Leão, o Africano. A África e o Renascimento vistos por um árabe | Murilo Sebe Bom Meihy

Com um título que nos remete ao celebrado trabalho do escritor Amin Maalouf (As cruzadas vistas pelos árabes, 1988, ed. Brasiliense), segundo o autor, esta obra traz como uma das propostas analisar o ambiente cultural do Mediterrâneo do princípio da era moderna, ainda que aborde situações aproximadas em períodos anteriores. Neste cenário Meihy se debruça na surpreendente jornada de uma figura singular em suas diversas vidas que incluem eventos comuns às populações do entorno: o exílio, a experiência de viagens como modo de vida, a privação de liberdade, a escravização, a conversão forçada ao cristianismo, a trajetória de erudito, professor de árabe, tradutor, e, sobretudo, a atividade de escrita em meio a uma incessante circulação cultural, acompanhada inevitavelmente pelo protagonista e documentada em seu escrito Della descrittione dell’Africa e dele cose notabli che ivi sono.

Personagem nascido nos estertores do século XV, Leão Africano (mais conhecido como Hassan Ibn-Muhammad Alwazzán), viveu numa época de profundas mudanças sociais, políticas e religiosas em especial para os grupos minoritários muçulmano e judeu, no território que mais tarde constituiria a Espanha.
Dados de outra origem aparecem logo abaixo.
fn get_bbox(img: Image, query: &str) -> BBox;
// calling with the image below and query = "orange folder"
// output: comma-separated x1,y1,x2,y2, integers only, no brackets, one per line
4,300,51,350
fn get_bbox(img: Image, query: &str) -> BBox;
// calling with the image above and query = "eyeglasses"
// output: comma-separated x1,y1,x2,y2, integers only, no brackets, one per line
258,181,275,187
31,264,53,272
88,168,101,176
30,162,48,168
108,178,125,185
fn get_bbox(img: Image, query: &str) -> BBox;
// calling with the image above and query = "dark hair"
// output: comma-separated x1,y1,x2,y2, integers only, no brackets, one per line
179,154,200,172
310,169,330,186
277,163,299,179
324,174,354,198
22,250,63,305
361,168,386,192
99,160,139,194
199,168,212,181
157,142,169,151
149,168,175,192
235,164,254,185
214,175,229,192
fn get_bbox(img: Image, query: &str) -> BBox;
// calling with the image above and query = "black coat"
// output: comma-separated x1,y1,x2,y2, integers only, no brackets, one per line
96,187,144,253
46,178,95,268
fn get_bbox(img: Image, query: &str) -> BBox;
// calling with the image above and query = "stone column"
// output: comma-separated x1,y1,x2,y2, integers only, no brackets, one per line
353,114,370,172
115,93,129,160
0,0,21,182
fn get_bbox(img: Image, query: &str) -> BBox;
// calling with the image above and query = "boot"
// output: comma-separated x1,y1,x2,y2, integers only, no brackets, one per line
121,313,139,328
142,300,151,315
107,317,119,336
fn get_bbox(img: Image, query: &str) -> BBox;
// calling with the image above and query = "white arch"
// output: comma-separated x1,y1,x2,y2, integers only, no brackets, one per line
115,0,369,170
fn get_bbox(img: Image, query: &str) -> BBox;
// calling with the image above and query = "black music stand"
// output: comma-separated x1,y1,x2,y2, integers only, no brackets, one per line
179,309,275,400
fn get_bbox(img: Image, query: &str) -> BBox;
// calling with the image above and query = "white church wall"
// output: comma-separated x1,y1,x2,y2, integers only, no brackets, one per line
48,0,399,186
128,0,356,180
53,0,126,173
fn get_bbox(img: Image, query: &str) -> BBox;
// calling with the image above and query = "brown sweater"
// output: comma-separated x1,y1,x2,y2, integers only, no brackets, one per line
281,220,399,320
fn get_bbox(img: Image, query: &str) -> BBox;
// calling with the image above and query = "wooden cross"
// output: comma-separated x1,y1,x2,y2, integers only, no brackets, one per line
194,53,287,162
Educado em universidade islâmica, tendo percorrido territórios em missões diplomáticas e comerciais a serviço do soberano de Fez, realizou peregrinações e viagens percorrendo o mundo moderno sob o domínio do Islã. Foi capturado em uma dessas jornadas por piratas sicilianos evento que muda a sua trajetória por incorpora-lo ao mundo cristão. Uma vez tendo retornado à África, depois de ter desempenhado as mais variadas funções, entre elas a de súdito do Papa Leão X, Hassan se reconverte ao Islã.

Sobre o personagem Leão Africano nas últimas décadas outros autores (tais como, o próprio Maalouf e mais recentemente Natalie Zemon Davis) já se dedicaram a tratar tanto dos episódios de suas jornadas como também de seus escritos do século XVI, tendo sido traduzidos para outras línguas, como o espanhol.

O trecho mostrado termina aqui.